Adams State College Fahrenheit 451 Project combusts
The Adams State College Fahrenheit 451 project caught fire last semester and combusts this spring with thought-provoking events including a banned film series, a production of scenes from banned plays, an art exhibit, continued reading and discussion, and the opening of the play, "Fahrenheit 451."
"Much of the project's focus this spring is on 1st Amendment issues," Taylor said. "From a film series to a class project in which scenes from banned plays are studied and performed, we are exploring the most fundamental right that we have as Americans - freedom of expression."
An evening of scenes from banned plays, "1st Amendment Theatre," starts at 8:00 p.m. Friday and Saturday, Feb. 22 and 23, in the Adams State Main Stage Theatre. An accumulation of the enrichment class, "Fahrenheit 451" will consist of scenes from plays that have been censored or banned. The scenes are for mature audiences only and are free to the public with no ticket reservations required.

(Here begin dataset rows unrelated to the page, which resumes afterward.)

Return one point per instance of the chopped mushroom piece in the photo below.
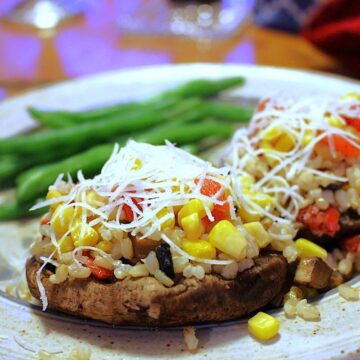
(335, 280)
(313, 272)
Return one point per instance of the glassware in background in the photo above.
(44, 14)
(287, 15)
(197, 19)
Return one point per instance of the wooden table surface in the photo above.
(92, 43)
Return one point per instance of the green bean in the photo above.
(194, 88)
(34, 183)
(15, 211)
(229, 112)
(12, 165)
(204, 87)
(61, 119)
(96, 132)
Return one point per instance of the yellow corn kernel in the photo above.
(193, 206)
(94, 199)
(309, 249)
(227, 238)
(53, 194)
(169, 223)
(263, 326)
(257, 230)
(285, 143)
(273, 133)
(105, 246)
(266, 145)
(61, 219)
(137, 165)
(248, 216)
(246, 181)
(66, 244)
(192, 226)
(84, 237)
(335, 121)
(199, 248)
(309, 135)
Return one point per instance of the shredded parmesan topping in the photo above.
(307, 122)
(144, 178)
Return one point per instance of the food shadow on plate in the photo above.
(152, 342)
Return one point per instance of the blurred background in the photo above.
(44, 41)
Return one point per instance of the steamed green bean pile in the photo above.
(73, 141)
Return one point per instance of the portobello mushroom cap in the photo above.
(147, 302)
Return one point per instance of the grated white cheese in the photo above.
(298, 118)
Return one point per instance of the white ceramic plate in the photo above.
(24, 331)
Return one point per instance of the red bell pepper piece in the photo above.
(351, 244)
(354, 122)
(343, 146)
(320, 222)
(98, 271)
(210, 188)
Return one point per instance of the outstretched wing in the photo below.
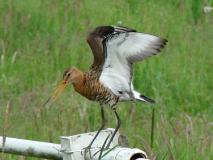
(96, 42)
(122, 49)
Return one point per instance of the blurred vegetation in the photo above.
(41, 38)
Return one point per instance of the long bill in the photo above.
(57, 92)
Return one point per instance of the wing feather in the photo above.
(122, 50)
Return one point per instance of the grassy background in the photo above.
(41, 38)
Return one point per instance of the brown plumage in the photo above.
(109, 79)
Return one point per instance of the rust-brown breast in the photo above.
(92, 89)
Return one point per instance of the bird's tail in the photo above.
(143, 98)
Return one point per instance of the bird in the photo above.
(110, 77)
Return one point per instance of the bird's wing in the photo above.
(122, 49)
(95, 41)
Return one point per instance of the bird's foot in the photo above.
(87, 150)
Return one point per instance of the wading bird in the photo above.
(109, 80)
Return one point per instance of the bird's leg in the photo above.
(113, 135)
(116, 129)
(96, 135)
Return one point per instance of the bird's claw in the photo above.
(86, 150)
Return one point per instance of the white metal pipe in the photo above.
(120, 153)
(30, 148)
(73, 147)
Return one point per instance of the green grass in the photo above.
(41, 38)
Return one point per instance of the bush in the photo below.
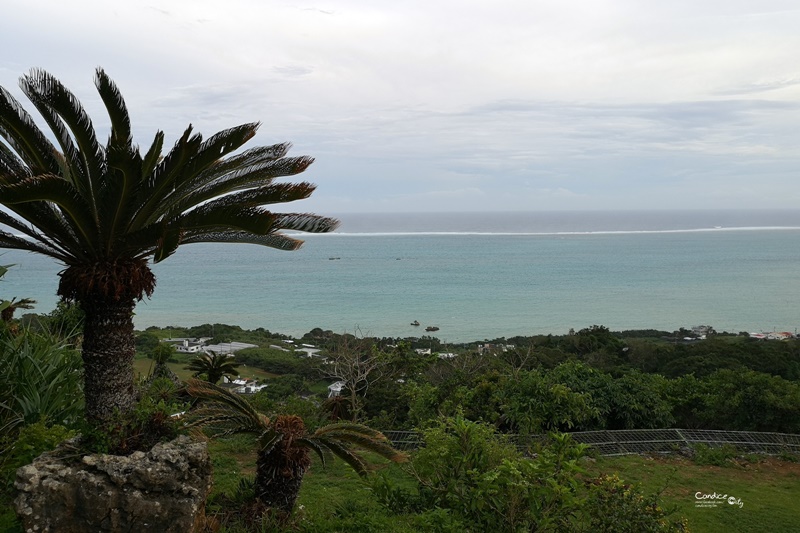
(31, 442)
(614, 507)
(478, 475)
(41, 379)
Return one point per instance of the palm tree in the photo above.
(284, 445)
(214, 366)
(104, 210)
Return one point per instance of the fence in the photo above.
(636, 441)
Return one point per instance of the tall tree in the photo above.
(105, 210)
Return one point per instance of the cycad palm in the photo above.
(214, 366)
(284, 446)
(104, 210)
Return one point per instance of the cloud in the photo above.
(472, 105)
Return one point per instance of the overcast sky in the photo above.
(456, 105)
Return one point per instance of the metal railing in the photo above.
(638, 441)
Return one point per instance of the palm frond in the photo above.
(25, 138)
(12, 168)
(306, 222)
(115, 106)
(235, 407)
(160, 183)
(384, 449)
(52, 189)
(153, 155)
(223, 235)
(68, 120)
(353, 427)
(320, 449)
(217, 182)
(344, 453)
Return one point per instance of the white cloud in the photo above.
(468, 104)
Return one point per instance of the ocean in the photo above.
(480, 276)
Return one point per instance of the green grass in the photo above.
(769, 490)
(334, 498)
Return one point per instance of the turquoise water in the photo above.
(496, 279)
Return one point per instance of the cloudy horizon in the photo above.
(456, 106)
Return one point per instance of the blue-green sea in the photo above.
(481, 275)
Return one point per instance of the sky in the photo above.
(508, 105)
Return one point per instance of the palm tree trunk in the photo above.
(277, 483)
(108, 352)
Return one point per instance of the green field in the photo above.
(769, 490)
(335, 499)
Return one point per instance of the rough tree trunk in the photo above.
(108, 352)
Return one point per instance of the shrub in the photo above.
(614, 507)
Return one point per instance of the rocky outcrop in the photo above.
(163, 490)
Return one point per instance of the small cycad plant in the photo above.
(284, 445)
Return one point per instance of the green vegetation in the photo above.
(104, 210)
(477, 471)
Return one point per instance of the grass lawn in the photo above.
(768, 489)
(335, 499)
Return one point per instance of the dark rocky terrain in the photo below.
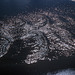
(39, 41)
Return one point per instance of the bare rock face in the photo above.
(45, 36)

The 1st Amendment film series continues with "Bent," directed by Sean Mathias, at 7 p.m. Saturday, March 1, in the Adams State Main Stage Theatre, sponsored by the Grizzly Activity Board and the Adams State Gay/Straight Alliance.
Based upon Martin Sherman's award-winning stage play, "Bent" is a haunting look at the Nazi persecution of homosexuals in World War II and a powerful testament to the ability of the human spirit to overcome intolerable hatred. Featuring Mick Jagger, Ian MacKellen, Jude Law, and Paul Bettany, the event is free to the public with a discussion to follow the film. Rated NC-17
The KRZA Book Club airs from 5 p.m. until 6:00 p.m. on Sundays; join the discussions on 88.7 FM.
Future events include an Adams State Music Department concert featuring censored music; an art exhibition, "Altered Books", in the Luther Bean Museum featuring local professional artists; and an Adams State Theatre Department stage production of "Fahrenheit 451."
Dr. John Taylor, associate professor of theater, struck the match that quickly engulfed campus and community. From a casual suggestion offered by Dr. Carol Guerrero-Murphy, chair of the English, Theatre, Language, and Communications Department, Taylor wrote a successful National Endowment for the Arts' The Big Read Project grant, and centered his project around the Ray Bradbury book, "Fahrenheit 451."
Highlights of the fall semester include free copies of Fahrenheit 451 distributed throughout the San Luis Valley; Luis Valdez of El Teatro Campesino as the featured speaker at the 24-Hour Big Read kickoff; author Ray Bradbury teleconference; a twenty-two hour long celebration of literature on the Adams State campus and in the Southern Peaks Library; the Banned Book Film Series which featured "Fahrenheit 451," "Like Water for Chocolate," "To Kill a Mockingbird," and "Catch-22;" a provocative Fahrenheit 451 Juried Theme Art Show; an ongoing on-air book club on KRZA Community Radio (88.7 FM); a 1st Amendment Forum that featured faculty, students, and Jim Pfaff, of the Colorado Family Institute; a staged reading of the original script The Novela Project: A Celebration of Oral Storytelling Traditions in the San Luis Valley; Censorship or Protecting Our Youth; and a community forum with featured guest to discuss the removal and reinstatement of "The Golden Compass" from Ortega Middle School.
"This has been exciting year-long project with tremendous support from the SLV community," Taylor said.